Whole Health helped Joe Morgan find his groove again.
Morgan is a people person who loves being active in his church and with his bowling league. Those two things had become almost impossible for Morgan due to severe pain in his body.
“I was so depressed and under stress that my body was breaking down,” he said.
Morgan had diabetes, high blood pressure, degenerative arthritis, and was not getting around very well.
“My whole life was at a standstill and I wasn’t going anywhere,” he said. “I had always been active but now even the littlest things I couldn’t do.”
Morgan joined the Marines directly out of high school in 1971 and served in the infantry in 16 countries on an amphibious unit in the Mediterranean and the Caribbean.
Years of carrying a 120-pound field pack, climbing mountains and crawling took its toll on Morgan’s body. He was at the point where he could not walk down the block without his knees and back going out.
“In perfect health all my life.”
“I had no health issues until I was 62,” he said. “No colds, no flu, no pneumonia. I was in picture perfect health my whole life, played basketball, football and baseball. I bowled two to three times a week and knew each of the 180 people in the leagues.”
Morgan also serves in his church as a superintendent and administrator.
He began his journey of Whole Health at the Charlotte VA Outpatient Clinic, part of the W. G. (Bill) Hefner VA Medical Center in Salisbury, NC. He was referred to Health and Wellness Coach Maiya Keeling who helped him get into yoga, tai chi and acupuncture.
“Thank God for her.”
Thanks to the Whole Health work he has done, Morgan is able to sit and stand for longer periods, which allows him to make the one-hour trip to and from his church again.
“When I was doing tai chi, I was even able to cut down on the pain medications,” he added. “Some days I didn’t have to take them at all.”
Morgan is back to walking and bowling and attending church regularly. After his wife of 43 years and his family, church and bowling are the two things he loves more than anything.
“I have both of those things back and I thank God and Whole Health for getting me here,” he said. “I am upbeat and truly happy.”
He has always been an unofficial recruiter for the Marines and now he is recruiting for Whole Health.

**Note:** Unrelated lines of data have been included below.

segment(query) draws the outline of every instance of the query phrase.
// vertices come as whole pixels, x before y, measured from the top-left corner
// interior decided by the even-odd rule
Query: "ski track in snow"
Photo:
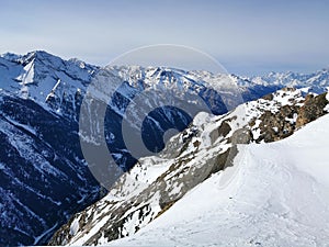
[[[240,146],[235,167],[110,246],[329,246],[329,116],[272,144]],[[232,180],[220,188],[229,169]]]

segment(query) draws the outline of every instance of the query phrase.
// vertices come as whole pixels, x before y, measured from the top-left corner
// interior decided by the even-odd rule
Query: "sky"
[[[232,74],[310,72],[329,67],[329,1],[0,0],[0,38],[1,54],[43,49],[101,66],[174,44]]]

“The transformation Mr. Morgan has experienced is truly what we hope for when our Veterans connect with Whole Health,” Keeling said. “As his health coach, I worked to first determine what mattered most to him. It wasn’t about the diabetes or blood pressure. It was about getting back to bowling and doing the things he once loved. We were then able to focus on the behaviors that would get him closer to that goal.
“As a result, the clinical outcomes followed. When Mr. Morgan shared that he was again bowling and even made it to the championship as captain, I could see that made him come alive. The fact that it made such an impact on his physical and mental health was something we knew was possible, but it turned out to be even more than what we both had hoped for when his journey started.”